GraphRAG is the main coordinator for the layered graph system.

Every in-memory store is partitioned by tenant. The coordinator holds a map of tenant ID → *tenantStores and a reader/writer mutex that protects only the outer map; per-tenant stores keep their own RWMutexes for fine-grained concurrent access. All event ingestion and queries route through storesFor(ctx) / storesForTenant(tenant) — there is no "global" slice.

func New

func New(repo *storage.Repository, tsdbAgg *tsdb.Aggregator, ringBuf *tsdb.RingBuffer, cfg Config) *GraphRAG

New creates a new GraphRAG coordinator.

The vectordb-backed semantic similarity path was removed on 2026-05-24 along with the find_similar_logs MCP tool — log clustering now relies solely on the Drain template miner (see drain.go).

func (*GraphRAG) AllServiceEdges

func (g *GraphRAG) AllServiceEdges(ctx context.Context) []*Edge

AllServiceEdges returns every edge in the caller's tenant's ServiceStore.

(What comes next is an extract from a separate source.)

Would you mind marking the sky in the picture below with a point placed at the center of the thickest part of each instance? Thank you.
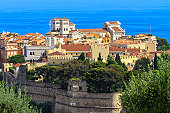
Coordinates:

Kept as a narrow helper so API handlers do not need to traverse the tenantStores composite themselves.

func (*GraphRAG) AnomaliesForService

func (g *GraphRAG) AnomaliesForService(ctx context.Context, service string, since time.Time) []*AnomalyNode

AnomaliesForService is a tenant-aware read-through to the per-tenant AnomalyStore, exported so handlers outside this package never need to reach into the store maps directly.

func (*GraphRAG) AnomalyTimeline

func (g *GraphRAG) AnomalyTimeline(ctx context.Context, since time.Time) []*AnomalyNode

AnomalyTimeline returns recent anomalies sorted by time.

func (*GraphRAG) CorrelatedSignals

func (g *GraphRAG) CorrelatedSignals(ctx context.Context, service string, since time.Time) *CorrelatedSignalsResult

func (*GraphRAG) DependencyChain

func (g *GraphRAG) DependencyChain(ctx context.Context, traceID string) []SpanNode

DependencyChain returns the full span tree for a trace.

func (*GraphRAG) DrainTemplateCount

func (g *GraphRAG) DrainTemplateCount() int

DrainTemplateCount reports the number of live Drain templates (bounded by maxTemplates, but the gauge proves it in production).

func (*GraphRAG) DroppedLogsCount

func (g *GraphRAG) DroppedLogsCount() int64

DroppedLogsCount reports the number of log events dropped because the ingestion channel was full.

func (*GraphRAG) DroppedMetricsCount

func (g *GraphRAG) DroppedMetricsCount() int64

DroppedMetricsCount reports the number of metric events dropped because the ingestion channel was full.

func (*GraphRAG) DroppedSpansCount

func (g *GraphRAG) DroppedSpansCount() int64

DroppedSpansCount reports the number of span events dropped because the ingestion channel was full. Exported for tests and readiness probes; atomic, safe from any goroutine.

func (*GraphRAG) ErrorChain

func (g *GraphRAG) ErrorChain(ctx context.Context, service string, since time.Time, limit int) []ErrorChainResult

ErrorChain traces error spans upstream to find the root cause service. The tenant slice is selected via ctx — callers without a tenant ctx collapse to storage.DefaultTenantID at the coordinator boundary.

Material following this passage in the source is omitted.